Friends and eco-supporters near and far, join us in this virtual celebration of the fall and our first full year of eco-musical programming. Trivia, drinks, performances, prizes, and other fun activities abound!

Friday, October 6, 2023
6:00-7:00 PM CST

Virtual Event
Free Admission


Silent Auction

What better way to support the EcoVP than to bid on fabulous art and concerts and all proceeds go to supporting our 2024 season?

Featured Fall Harvest Guests

John Luther Adams

Donald Nally

Join us for remarks and performances from these amazing musicians!

Shawn Kirchner

  • For John Luther Adams, music is a lifelong search for home—an invitation to slow down, pay attention, and remember our place within the larger community of life on earth. Living for almost 40 years in northern Alaska, JLA discovered a unique musical world grounded in space, stillness, and elemental forces. In the 1970s and into the ’80s, he worked full time as an environmental activist. But the time came when he felt compelled to dedicate himself entirely to music. He made this choice with the belief that, ultimately, music can do more than politics to change the world. Since that time, he has become one of the most widely admired composers in the world, receiving the Pulitzer Prize, a Grammy Award, and many other honors. In works such as Become Ocean, In the White Silence, and Canticles of the Holy Wind, Adams brings the sense of wonder that we feel outdoors into the concert hall.

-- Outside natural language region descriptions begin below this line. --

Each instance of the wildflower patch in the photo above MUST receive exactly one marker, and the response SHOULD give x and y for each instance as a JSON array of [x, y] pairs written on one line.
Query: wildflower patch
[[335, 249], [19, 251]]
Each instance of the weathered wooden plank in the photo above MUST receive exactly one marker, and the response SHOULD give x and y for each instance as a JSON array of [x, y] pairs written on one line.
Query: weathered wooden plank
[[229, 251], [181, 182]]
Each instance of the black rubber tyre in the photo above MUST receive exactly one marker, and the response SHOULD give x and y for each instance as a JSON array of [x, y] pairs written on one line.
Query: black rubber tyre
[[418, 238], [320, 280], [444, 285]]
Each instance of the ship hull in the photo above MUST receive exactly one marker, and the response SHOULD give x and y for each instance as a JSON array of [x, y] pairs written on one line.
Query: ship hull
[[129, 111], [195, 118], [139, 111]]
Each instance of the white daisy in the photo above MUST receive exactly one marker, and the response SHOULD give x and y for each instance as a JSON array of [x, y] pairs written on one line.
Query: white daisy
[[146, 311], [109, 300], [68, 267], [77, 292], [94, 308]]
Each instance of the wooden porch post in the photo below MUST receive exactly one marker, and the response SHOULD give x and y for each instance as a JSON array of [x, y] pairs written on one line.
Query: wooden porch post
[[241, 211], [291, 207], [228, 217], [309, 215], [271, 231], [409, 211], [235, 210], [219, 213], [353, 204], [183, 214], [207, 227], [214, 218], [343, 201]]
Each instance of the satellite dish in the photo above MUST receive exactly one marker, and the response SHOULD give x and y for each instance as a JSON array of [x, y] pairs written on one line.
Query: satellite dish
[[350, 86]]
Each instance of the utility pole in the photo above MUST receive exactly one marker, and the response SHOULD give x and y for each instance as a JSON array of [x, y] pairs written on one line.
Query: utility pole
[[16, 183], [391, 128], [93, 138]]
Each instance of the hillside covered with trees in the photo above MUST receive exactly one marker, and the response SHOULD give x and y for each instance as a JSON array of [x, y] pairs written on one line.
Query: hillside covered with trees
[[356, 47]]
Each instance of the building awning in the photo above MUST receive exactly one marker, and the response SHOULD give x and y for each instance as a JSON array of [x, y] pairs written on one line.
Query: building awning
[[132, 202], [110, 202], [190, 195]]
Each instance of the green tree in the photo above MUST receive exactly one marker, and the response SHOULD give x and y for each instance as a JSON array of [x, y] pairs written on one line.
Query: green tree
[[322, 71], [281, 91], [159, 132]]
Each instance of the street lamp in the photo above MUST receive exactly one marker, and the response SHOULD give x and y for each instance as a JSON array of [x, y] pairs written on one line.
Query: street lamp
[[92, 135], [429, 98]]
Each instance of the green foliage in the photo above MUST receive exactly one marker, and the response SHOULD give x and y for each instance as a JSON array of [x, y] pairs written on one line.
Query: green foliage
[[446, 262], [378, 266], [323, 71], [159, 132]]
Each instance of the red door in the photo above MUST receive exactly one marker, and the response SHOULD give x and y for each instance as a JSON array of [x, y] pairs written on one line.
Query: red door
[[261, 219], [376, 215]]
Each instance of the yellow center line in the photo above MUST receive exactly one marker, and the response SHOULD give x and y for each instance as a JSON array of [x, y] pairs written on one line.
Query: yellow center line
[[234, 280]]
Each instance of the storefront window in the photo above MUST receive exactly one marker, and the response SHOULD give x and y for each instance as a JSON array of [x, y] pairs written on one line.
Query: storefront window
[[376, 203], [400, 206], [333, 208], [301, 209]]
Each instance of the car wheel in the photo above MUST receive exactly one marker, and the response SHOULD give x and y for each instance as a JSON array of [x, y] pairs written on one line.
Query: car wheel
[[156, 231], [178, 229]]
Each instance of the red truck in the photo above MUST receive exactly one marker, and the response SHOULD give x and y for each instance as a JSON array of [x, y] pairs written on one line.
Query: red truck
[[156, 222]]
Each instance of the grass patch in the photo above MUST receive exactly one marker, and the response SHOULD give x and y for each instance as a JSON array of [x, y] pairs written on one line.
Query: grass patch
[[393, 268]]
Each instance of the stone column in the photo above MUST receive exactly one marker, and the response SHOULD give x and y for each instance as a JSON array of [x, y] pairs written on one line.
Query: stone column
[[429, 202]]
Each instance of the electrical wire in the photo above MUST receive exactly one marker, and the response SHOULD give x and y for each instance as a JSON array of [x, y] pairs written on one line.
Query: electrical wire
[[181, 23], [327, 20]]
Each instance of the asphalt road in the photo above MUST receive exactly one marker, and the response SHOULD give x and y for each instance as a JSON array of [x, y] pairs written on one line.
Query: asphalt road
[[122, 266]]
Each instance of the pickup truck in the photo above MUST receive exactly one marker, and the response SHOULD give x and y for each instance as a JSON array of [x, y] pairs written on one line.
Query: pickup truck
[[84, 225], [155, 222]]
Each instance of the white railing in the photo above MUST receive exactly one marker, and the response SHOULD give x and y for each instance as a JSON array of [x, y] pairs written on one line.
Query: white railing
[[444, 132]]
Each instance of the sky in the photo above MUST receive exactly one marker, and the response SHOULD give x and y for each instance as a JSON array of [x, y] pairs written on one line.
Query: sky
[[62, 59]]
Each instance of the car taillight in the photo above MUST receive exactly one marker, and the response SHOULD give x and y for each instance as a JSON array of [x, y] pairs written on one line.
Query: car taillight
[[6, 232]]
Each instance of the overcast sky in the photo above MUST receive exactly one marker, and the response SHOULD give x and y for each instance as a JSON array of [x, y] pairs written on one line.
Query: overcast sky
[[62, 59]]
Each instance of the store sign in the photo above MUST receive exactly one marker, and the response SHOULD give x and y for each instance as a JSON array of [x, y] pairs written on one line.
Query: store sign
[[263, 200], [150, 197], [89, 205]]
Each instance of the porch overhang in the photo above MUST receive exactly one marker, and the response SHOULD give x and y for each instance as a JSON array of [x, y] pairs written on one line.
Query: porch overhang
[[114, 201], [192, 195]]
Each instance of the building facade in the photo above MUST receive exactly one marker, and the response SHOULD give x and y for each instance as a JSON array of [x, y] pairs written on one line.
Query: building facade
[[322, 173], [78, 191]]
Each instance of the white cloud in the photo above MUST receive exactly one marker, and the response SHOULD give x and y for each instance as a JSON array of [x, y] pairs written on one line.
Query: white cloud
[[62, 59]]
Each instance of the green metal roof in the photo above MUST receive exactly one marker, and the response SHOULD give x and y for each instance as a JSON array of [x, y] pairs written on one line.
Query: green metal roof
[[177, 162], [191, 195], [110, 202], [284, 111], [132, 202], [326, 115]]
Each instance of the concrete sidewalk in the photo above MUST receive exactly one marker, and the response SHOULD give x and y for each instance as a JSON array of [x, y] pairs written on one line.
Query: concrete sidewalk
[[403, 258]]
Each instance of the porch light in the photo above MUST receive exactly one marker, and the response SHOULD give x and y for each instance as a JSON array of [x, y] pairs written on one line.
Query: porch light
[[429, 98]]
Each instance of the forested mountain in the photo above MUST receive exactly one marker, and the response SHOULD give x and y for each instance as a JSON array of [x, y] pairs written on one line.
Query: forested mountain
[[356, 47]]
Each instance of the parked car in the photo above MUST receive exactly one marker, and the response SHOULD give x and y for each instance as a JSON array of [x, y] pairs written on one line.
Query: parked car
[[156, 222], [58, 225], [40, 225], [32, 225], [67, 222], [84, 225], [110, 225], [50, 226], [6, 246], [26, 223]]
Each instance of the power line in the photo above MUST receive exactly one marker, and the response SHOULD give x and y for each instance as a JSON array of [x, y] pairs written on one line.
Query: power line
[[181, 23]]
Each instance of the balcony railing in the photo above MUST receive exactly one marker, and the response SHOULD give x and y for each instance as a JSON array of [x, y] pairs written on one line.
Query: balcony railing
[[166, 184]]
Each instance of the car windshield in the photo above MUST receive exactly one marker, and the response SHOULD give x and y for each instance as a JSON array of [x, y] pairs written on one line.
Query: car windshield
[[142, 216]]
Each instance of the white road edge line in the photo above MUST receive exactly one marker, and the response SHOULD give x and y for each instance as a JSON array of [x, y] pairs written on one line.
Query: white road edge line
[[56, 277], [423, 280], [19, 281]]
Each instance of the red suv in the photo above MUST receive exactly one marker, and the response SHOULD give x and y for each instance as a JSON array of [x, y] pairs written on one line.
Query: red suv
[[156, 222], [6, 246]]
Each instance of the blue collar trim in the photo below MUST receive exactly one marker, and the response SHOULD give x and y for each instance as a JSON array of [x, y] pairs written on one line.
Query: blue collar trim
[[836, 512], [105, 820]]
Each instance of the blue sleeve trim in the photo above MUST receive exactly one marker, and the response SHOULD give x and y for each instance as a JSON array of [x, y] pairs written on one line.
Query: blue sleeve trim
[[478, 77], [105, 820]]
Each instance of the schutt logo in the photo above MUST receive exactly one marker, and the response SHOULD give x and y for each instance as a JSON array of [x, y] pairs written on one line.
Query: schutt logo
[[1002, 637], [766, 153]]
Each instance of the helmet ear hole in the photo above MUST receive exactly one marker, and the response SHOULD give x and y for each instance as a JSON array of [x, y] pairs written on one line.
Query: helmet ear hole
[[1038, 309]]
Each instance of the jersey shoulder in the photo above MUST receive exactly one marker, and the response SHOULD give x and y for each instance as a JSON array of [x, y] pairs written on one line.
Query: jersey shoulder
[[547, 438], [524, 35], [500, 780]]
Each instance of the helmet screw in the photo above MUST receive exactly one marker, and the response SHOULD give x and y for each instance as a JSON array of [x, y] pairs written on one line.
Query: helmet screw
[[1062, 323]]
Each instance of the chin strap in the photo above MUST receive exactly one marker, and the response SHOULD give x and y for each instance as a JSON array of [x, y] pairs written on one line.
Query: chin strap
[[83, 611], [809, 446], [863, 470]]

And in outdoor works such as Inuksuit and Sila: The Breath of the World, he employs music as a way to reclaim our connections with place, wherever we may be. A deep concern for the state of the earth and the future of humanity drives Adams to continue composing. As he puts it: “If we can imagine a culture and a society in which we each feel more deeply responsible for our own place in the world, then we just may be able to bring that culture and that society into being.”

  • Donald Nally is responsible for imagining, programming, commissioning, and conducting at The Crossing. He collaborates with creative artists, leading orchestras, and art museums to make new works for choir that address social and environmental issues. He has commissioned over 180 works and, with The Crossing, has produced thirty recordings, winning three Grammy Awards for Best Choral Performance, while nominated eight times. He has held distinguished tenures as chorus master for Lyric Opera of Chicago, Welsh National Opera, Opera Philadelphia, and for many seasons at Il festival dei due mondi in Spoleto, Italy. He has worked closely with the artists Allora & Calzadilla and composer David Lang on museum projects in London, Porto, Cordoba, Edmonton, Houston, Osaka, and Philadelphia. He has been visiting resident artist at the Park Avenue Armory; music director of The Mile Long Opera, David Lang’s 1000-voice work on The High Line in Manhattan; and chorus master for works of Lang, Julia Wolfe, John Luther Adams and Louis Andriessen for the LA Philharmonic, NY Philharmonic, and the Philadelphia Orchestra at Carnegie Hall. His sixty-chapter series Rising w/ The Crossing, a response to the 2020 pandemic, has been archived by The Library of Congress as a cultural artifact. Recent projects include the Swedish Radio Choir, Klockriketeatern at the Finnish National Opera, the Baltic Sea Festival, the Big Ears Festival, Chicago Symphony Orchestra’s MusicNOW, Carnegie Hall, and the Haarlem Koorbiënnale.

  • After a musical childhood centered on classical piano, improvisation, and choir, Shawn Kirchner pursued an alternate path in college, majoring in Peace Studies, with folk music and foreign languages capturing his passion. Circling back to music as a career path — by way of grad school in choral conducting — he was also inspired to gain fluency as a pianist in many styles, resulting in a wide-ranging creative output once he began arranging and composing in earnest. His long association with the Los Angeles Master Chorale, first as a singer, then as a pianist, and ultimately as composer-in-residence, served as the catalyst that introduced his music to the wider choral world. Whether it’s a complex concert work, a folk setting, a jazz ballad, or a bluegrass song, Kirchner’s signature approach can be identified in intricately detailed instrumental writing and intuitively melodic vocal lines that inspire singers’ artistry and humanity.

  • Luke Wallace is a songwriter, speaker, choral arranger and environmental champion from the Coast Salish Territory known as Vancouver, Canada. For 10 years Luke has been touring, recording, fundraising and organizing for people and the planet. In 2023, Luke was a feature performer at the United Nations Water Conference, the first of its kind in a generation. Luke has performed hundreds of concerts all over North America and spends much of his time speaking in schools about hope in the face of climate change. Luke’s performance history include the Vancouver Folk Festival, Salmon Arm Roots and Blues, Vancouver Island Music Festival and multiple independent US tours.